Vim – Einsteiger Tutorial
Vim ist ein ein Open Source-Texteditor, der unter Linux, MacOSX, Windows und vielen anderen Betriebssystemen läuft. Wenn ich Vim in einem Wort beschreiben sollte, dann würde mir als Erstes “mächtig” einfallen. Vim unterstützt Syntaxhighlighting für wirklich fast jedes Format und viele weitere Extras.
Mächtig ist jedoch auch die Lernkurve, denn Vim lässt sich vollständig über die Tastatur bedienen. Es gibt Unmengen an Befehlen und Tastenkombinationen. Wenn man sich jedoch erst einmal eingelebt hat, dann ist Vim ein wunderbares Werkzeug. Allein die Tatsache, dass Vim eigentlich auf jedem Linux System zu finden ist, egal wo und unter welcher Distribution man gerade arbeitet, ist ein guter Grund sich wenigstens die Basics in der Bedienung von Vim anzueignen. Deshalb gibt es an dieser Stelle heute hier eine Mini-Referenz für Vim mit den nötigsten Befehlen, um mit Vim zu arbeiten.
Vim – die Basics
Gestartet wird Vim mittels des Befehls vi oder Vim. Möchte man eine Datei öffnen, so schreibt man diese einfache dahinter.
vim meine_datei.txt
Nachdem Vim gestartet ist, befindet man sich im Normalmodus. Insgesamt gibt es drei Modi in Vim. Den Normalmodus, den Einfügemodus und den Kommandozeilenmodus. Möchte man in der Datei “frei” schreiben, muss man in den Einfügemodus wechseln. Aber auch aus dem Normalmodus heraus lassen sich spezielle Operationen zur Bearbeitung ausführen.
Einfügemodus
i – in den Einfügen-/Bearbeitungsmodus wechseln
Shift+a – setzt den Cursor an das Ende der Zeile und wechselt in den Einfügen-/Bearbeitungsmodus
Esc – Einfügemodus verlassen / in den Normalmodus zurückkehren
Normalmodus
x – löscht das Zeichen unter dem Cursor (im Normalmodus)

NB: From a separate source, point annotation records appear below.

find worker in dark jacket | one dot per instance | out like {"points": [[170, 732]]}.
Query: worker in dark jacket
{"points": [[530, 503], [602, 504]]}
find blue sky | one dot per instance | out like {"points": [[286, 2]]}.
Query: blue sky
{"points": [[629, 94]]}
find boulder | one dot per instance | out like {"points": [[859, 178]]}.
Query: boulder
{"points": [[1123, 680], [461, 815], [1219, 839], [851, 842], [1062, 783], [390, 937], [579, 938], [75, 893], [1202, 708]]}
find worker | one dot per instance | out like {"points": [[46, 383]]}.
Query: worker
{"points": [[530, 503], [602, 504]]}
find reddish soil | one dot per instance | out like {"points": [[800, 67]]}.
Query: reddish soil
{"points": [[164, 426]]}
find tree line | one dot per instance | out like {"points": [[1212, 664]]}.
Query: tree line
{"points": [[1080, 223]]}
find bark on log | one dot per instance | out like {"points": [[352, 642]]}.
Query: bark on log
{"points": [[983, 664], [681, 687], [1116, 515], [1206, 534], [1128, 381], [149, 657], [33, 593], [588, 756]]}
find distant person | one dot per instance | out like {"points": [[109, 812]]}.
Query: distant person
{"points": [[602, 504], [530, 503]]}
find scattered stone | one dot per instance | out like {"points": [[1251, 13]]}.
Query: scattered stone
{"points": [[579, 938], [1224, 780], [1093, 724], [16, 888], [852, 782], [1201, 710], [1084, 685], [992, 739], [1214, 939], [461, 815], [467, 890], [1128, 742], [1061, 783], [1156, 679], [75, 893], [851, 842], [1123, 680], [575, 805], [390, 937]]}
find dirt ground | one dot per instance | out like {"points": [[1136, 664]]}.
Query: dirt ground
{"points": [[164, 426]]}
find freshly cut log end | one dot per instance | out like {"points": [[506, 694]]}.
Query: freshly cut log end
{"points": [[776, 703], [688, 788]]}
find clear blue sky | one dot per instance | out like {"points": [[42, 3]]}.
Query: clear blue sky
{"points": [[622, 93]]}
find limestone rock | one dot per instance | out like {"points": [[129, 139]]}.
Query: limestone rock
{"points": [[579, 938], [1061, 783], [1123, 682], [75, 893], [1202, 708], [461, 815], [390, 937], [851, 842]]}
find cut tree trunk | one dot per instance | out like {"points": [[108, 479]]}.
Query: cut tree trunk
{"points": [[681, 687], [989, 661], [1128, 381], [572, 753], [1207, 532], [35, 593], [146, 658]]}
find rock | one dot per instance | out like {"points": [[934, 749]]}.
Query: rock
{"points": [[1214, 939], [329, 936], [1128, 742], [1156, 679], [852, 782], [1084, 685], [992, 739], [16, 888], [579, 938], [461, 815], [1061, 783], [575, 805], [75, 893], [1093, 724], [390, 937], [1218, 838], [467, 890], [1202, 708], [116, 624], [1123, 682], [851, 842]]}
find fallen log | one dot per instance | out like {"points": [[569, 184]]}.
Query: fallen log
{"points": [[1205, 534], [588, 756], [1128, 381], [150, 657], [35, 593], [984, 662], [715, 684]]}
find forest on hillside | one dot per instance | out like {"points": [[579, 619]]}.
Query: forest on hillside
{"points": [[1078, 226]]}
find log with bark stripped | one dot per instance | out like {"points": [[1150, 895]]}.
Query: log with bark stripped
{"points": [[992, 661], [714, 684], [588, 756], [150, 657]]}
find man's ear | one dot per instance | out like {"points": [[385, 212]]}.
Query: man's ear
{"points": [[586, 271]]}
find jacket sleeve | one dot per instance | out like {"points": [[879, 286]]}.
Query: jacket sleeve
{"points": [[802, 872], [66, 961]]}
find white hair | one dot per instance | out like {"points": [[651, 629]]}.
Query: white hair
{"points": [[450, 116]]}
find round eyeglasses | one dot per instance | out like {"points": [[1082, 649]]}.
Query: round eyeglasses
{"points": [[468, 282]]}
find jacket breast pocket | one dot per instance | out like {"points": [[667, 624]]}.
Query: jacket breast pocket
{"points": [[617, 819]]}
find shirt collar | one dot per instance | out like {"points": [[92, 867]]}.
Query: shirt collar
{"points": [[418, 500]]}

r + beliebiges Zeichen – ersetzt das Zeichen unter dem Cursor mit einem beliebigen Zeichen
d d – löscht die aktuelle Zeile
Shift+g – setzt den Cursor an das Ende der Datei
Kommandomodus
: – öffnet den Kommandomodus (nachfolgend direkt in den Befehlen integriert)
:w – speichert die Datei
:sav dateiname.endung – speichert die Datei unter dem Namen dateiname.endung
:q- schließt Vim
:q! – schließt Vim auch, wenn Änderungen noch nicht gespeichert wurden
:wq – speichert die Datei und schließt Vim anschließend
Tipps & Tricks
Copy & Paste
v – wechselt in den Visuellen Modus
Mit dem Cursor den gewünschten Bereich markieren.

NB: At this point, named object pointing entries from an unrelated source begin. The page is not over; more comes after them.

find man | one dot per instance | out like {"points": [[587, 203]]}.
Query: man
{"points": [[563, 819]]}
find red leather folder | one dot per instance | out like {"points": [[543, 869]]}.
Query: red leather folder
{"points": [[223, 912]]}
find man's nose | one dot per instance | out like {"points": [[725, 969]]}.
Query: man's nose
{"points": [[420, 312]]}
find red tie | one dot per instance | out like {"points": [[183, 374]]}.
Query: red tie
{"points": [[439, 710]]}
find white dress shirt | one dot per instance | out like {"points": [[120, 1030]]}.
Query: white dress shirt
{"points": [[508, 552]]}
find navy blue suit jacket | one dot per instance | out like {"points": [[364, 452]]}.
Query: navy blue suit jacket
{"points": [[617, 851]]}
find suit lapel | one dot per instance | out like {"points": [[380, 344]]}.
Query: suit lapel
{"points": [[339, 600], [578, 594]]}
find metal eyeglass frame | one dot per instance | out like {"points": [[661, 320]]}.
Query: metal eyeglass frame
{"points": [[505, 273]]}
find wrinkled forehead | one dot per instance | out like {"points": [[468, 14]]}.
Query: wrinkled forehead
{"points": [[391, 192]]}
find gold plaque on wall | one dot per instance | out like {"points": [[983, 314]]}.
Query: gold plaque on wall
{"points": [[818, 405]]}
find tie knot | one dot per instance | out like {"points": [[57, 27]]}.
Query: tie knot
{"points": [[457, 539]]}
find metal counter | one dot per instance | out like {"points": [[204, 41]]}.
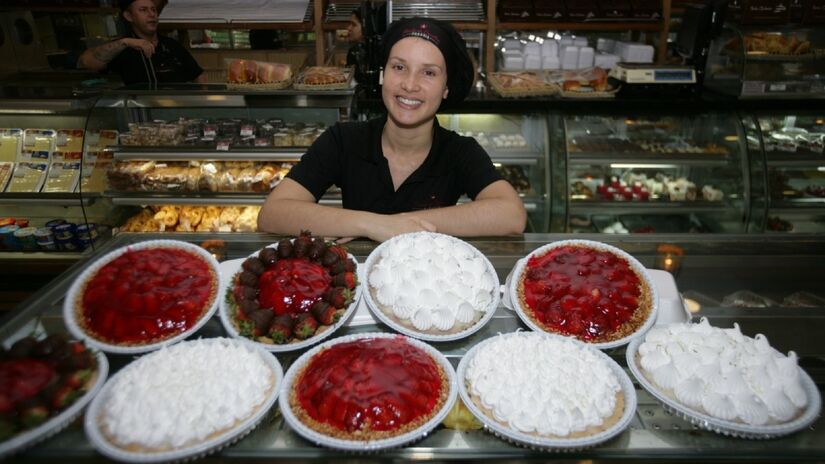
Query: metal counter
{"points": [[709, 266]]}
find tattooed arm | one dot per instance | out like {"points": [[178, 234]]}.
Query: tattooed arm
{"points": [[97, 58]]}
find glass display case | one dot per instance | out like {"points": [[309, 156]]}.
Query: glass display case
{"points": [[767, 61], [648, 173], [204, 160], [517, 144], [793, 144]]}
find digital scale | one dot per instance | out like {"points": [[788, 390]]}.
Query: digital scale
{"points": [[632, 73]]}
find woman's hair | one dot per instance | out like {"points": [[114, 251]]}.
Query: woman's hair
{"points": [[460, 71]]}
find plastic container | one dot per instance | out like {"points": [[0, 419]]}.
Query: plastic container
{"points": [[25, 238]]}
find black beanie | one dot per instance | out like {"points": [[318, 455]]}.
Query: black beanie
{"points": [[443, 35]]}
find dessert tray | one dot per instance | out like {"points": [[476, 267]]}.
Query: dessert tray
{"points": [[59, 422], [726, 427], [521, 84], [214, 443], [380, 315], [70, 314], [231, 268], [641, 271], [534, 441], [366, 445], [323, 78]]}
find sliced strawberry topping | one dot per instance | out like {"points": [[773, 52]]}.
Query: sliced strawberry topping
{"points": [[581, 291], [292, 286], [370, 384], [21, 379], [146, 295]]}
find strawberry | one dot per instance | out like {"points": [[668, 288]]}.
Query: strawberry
{"points": [[346, 279], [338, 297], [280, 330], [34, 415], [254, 265], [64, 396], [305, 326], [302, 244], [349, 266], [268, 256], [317, 249], [262, 319], [285, 249], [330, 258], [77, 379], [323, 312]]}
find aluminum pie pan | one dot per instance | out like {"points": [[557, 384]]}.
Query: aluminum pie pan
{"points": [[225, 314], [518, 270], [549, 444], [59, 422], [726, 427], [70, 316], [372, 445], [226, 438], [411, 332]]}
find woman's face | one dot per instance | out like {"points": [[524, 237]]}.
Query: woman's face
{"points": [[354, 32], [415, 82]]}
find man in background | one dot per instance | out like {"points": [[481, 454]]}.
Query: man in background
{"points": [[143, 55]]}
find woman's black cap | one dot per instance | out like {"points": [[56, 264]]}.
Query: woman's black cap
{"points": [[443, 35]]}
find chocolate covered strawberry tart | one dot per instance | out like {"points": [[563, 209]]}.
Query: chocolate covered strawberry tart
{"points": [[41, 378], [149, 293], [369, 389], [293, 291], [587, 290]]}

y – markierten Bereich kopieren
Mit dem Cursor den Punkt auswählen, an dem eingefügt werden soll.
p – kopierten Text einfügen
Cut & Paste
Ausschneiden und Einfügen funktioniert fast genauso wie Kopieren und Einfügen.
Statt y zum kopieren muss einfach d zum Ausschneiden gewählt werden.